Could the Middle East be going through a seismic change?
In Egypt, the stakes are huge. The Mubarak government – more like a dictatorship – is repugnant. It abuses human rights and suppresses free speech. It But what will happen if Egypt’s dictatorship of 30 years crumbles? The worst case scenario is that if the Mubarak government falls, it might be replaced by an Islamist theocracy, an outcome far worse than the Mubarak regime.
That government could be led by a group called the Muslim Brotherhood. Founded in 1928, it wants to impose Sharia (Islamic) law in Egypt. Think of it like the grandfather of modern day terror groups like Al Qaeda and Hamas. They enjoy a great deal of support in Egypt and it appears they’re beginning to take advantage of the turmoil in the streets.
An Islamist government led by the Muslim Brotherhood would likely abrogate its peace treaty with Israel and leave the Jewish state more isolated ever in the Middle East. In effect, a bad neighborhood would get far worse.

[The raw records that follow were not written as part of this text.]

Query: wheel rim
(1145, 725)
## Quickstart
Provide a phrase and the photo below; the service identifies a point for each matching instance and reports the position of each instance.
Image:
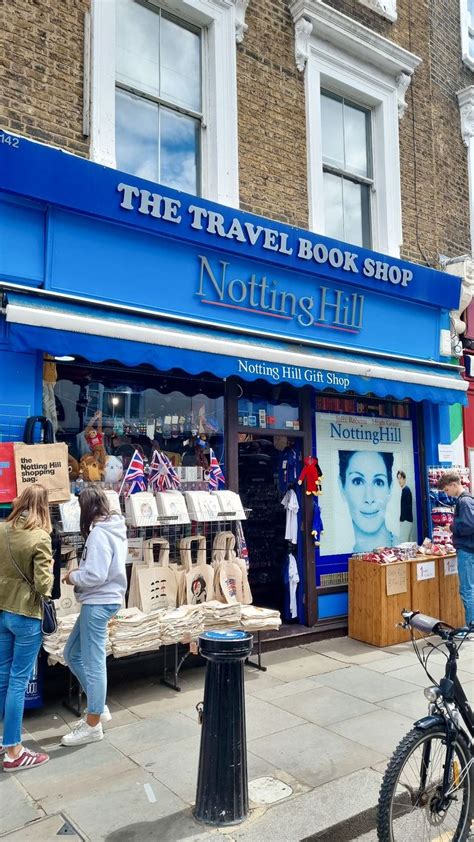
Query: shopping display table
(379, 592)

So the choices Egypt faces are not good. As one Middle East analyst put it: “Either way in Egypt there is going to have a dictatorship. The question is, do they want Mubarak's (and his son and chosen successor, Gamal) dictatorship or an Islamic dictatorship?”
Some point to Muhammed ElBaradei as a possible successor to Mubarak. That could be but often in these unstable and uncertain times, the most ruthless group often succeeds and that might not be ElBaradei.
It also quite plausible Mubarak will weather this threat to his regime. If his military stands with him, he might survive. But as the events in Tunisia demonstrate, no one quite knows how this will play out.
One thing is certain; it’s a time to pray for Egypt, Israel, the Middle East and for the peace of Jerusalem!